"'I DON'T THINK I EVER HEARD HIM MENTION YOUR NAME'"
You don't even believe all I have told you about myself—you think it all a somnambulistic invention of your own; and so does your wife, and so does your friend.
"O that I could connect myself in your mind with the shape I wore when I was last a living thing! No shape on earth, not either yours or Leah's or that of any child yet born to you both, is more beautiful to the eye that has learned how to see than the fashion of that lost face and body of mine.
"You wore the shape once, and so did your father and mother, for you were Martians. Leah was a Martian, and wore it too; there are many of them here—they are the best on earth, the very salt thereof. I mean to be the best of them all, and one of the happiest. Oh, help me to that!

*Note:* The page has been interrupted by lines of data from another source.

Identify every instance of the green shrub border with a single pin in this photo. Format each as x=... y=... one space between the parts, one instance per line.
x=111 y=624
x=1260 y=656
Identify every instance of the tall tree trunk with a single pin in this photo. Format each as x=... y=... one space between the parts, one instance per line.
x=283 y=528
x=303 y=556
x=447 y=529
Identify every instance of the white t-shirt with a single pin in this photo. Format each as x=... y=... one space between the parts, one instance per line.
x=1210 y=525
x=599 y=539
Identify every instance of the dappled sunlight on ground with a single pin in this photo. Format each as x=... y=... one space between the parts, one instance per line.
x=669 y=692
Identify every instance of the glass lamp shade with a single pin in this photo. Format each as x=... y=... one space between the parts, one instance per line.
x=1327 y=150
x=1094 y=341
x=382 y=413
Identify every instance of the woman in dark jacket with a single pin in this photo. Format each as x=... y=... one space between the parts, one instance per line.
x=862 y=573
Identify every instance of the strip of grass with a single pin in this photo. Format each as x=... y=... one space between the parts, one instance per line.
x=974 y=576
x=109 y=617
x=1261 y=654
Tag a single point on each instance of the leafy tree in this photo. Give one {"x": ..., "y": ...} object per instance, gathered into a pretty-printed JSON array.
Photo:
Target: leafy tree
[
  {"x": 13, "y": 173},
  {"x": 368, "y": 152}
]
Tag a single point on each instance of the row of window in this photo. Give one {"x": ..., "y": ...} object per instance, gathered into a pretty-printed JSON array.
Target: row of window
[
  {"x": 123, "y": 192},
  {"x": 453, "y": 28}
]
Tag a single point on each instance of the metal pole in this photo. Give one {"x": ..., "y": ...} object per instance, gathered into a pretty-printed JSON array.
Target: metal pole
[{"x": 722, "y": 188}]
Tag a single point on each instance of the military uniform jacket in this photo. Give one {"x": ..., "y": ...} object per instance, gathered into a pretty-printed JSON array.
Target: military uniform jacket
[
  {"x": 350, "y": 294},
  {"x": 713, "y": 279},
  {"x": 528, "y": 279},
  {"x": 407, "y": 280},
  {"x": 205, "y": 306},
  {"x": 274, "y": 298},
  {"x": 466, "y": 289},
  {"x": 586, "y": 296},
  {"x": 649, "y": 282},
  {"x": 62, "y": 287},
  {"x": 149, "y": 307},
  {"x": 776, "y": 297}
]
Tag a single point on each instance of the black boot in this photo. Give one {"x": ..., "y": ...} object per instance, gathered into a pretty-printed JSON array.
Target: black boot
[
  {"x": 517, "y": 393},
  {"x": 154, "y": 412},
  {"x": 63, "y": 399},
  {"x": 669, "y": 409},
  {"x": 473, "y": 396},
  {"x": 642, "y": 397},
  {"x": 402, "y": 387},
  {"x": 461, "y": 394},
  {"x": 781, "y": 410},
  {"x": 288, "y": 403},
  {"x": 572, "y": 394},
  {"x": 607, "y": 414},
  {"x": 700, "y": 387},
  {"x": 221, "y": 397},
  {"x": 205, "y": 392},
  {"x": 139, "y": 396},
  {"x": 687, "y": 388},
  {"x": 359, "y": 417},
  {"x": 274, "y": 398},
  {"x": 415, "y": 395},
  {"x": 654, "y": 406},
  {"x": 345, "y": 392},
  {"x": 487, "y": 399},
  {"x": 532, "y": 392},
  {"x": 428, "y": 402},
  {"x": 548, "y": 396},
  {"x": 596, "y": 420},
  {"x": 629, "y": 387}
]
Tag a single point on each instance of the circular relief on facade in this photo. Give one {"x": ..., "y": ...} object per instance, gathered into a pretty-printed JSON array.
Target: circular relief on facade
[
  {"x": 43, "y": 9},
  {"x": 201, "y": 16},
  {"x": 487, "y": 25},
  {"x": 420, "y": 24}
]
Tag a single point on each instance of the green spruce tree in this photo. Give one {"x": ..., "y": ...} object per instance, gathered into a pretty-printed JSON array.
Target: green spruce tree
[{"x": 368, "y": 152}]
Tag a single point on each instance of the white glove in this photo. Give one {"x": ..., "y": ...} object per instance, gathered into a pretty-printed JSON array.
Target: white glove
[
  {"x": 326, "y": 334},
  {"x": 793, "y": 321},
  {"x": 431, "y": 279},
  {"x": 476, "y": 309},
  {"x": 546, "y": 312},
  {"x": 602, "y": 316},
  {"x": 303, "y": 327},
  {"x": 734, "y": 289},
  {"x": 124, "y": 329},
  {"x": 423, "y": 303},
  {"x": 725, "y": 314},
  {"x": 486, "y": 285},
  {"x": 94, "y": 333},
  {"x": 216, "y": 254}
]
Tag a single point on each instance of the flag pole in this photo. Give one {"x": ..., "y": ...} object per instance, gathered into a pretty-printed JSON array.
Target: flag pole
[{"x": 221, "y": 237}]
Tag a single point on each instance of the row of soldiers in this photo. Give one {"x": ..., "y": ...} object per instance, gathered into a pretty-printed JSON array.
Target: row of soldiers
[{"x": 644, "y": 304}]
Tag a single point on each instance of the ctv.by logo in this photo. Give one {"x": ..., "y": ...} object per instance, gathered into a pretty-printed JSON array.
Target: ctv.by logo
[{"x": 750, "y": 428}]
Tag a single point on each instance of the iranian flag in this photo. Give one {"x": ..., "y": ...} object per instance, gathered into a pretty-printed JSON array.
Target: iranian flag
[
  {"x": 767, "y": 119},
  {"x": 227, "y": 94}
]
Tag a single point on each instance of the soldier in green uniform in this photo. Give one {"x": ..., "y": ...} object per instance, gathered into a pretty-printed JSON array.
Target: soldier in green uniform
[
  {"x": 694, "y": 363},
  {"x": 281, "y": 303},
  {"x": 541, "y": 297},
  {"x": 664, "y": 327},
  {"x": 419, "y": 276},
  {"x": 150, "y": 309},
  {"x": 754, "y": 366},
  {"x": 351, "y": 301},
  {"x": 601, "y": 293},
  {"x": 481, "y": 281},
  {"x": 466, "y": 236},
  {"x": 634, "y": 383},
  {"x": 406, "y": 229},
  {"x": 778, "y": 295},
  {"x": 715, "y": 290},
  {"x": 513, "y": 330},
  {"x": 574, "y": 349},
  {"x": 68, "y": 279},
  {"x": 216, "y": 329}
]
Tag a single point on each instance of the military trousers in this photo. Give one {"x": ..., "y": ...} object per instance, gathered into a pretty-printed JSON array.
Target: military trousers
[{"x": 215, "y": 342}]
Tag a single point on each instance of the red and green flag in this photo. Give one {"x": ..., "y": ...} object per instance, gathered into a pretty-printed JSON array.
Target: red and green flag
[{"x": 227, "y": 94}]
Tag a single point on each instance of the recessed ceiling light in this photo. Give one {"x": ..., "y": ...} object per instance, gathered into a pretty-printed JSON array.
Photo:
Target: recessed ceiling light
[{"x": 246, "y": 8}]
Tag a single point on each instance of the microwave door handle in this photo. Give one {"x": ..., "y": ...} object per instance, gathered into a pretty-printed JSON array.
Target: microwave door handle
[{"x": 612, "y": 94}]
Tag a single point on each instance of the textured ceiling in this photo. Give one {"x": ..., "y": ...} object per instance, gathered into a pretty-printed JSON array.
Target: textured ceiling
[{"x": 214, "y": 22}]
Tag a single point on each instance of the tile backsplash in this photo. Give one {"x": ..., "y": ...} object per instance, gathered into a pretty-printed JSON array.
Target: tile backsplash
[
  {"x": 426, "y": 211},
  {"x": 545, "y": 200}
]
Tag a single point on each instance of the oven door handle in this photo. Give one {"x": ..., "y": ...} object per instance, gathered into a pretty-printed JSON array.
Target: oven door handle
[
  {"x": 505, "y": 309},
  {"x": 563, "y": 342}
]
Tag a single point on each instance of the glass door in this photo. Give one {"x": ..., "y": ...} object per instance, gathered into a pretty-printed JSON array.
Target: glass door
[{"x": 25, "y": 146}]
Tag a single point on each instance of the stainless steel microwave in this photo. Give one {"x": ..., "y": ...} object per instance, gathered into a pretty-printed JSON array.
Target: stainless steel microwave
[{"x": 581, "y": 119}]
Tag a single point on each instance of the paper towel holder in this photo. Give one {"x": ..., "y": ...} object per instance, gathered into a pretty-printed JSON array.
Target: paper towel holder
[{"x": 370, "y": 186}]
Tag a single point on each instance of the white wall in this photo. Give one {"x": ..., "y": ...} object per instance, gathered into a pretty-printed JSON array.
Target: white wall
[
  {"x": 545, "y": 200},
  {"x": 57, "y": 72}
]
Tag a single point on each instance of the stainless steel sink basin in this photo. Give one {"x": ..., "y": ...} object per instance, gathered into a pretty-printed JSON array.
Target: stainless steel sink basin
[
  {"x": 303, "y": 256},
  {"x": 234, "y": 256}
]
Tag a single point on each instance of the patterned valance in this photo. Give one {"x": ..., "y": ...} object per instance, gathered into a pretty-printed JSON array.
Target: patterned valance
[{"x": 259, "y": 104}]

"Barty, when I am a splendid son of yours or a sweet and lovely daughter, all remembrance of what I was before will have been wiped out of me until I die. But you will remember, and so will Leah, and both will love me with such a love as no earthly parents have ever felt for any child of theirs yet.
"Think of the poor loving soul, lone, wandering, but not lost, that will so trustfully look up at you out of those gleeful innocent eyes!
"How that soul has suffered both here and elsewhere you don't know, and never will, till the secrets of all hearts shall be disclosed; and I am going to forget it myself for a few decades—sixty, seventy, eighty years perhaps; such happy years, I hope—with you for my father and Leah for my mother during some of them at least—and sweet grandchildren of yours, I hope, for my sons and daughters! Why, life to me now will be almost a holiday.
"Oh, train me up the way I should go! Bring me up to be healthy and chaste and strong and brave—never to know a mean ambition or think an ungenerous thought—never to yield to a base or unworthy temptation.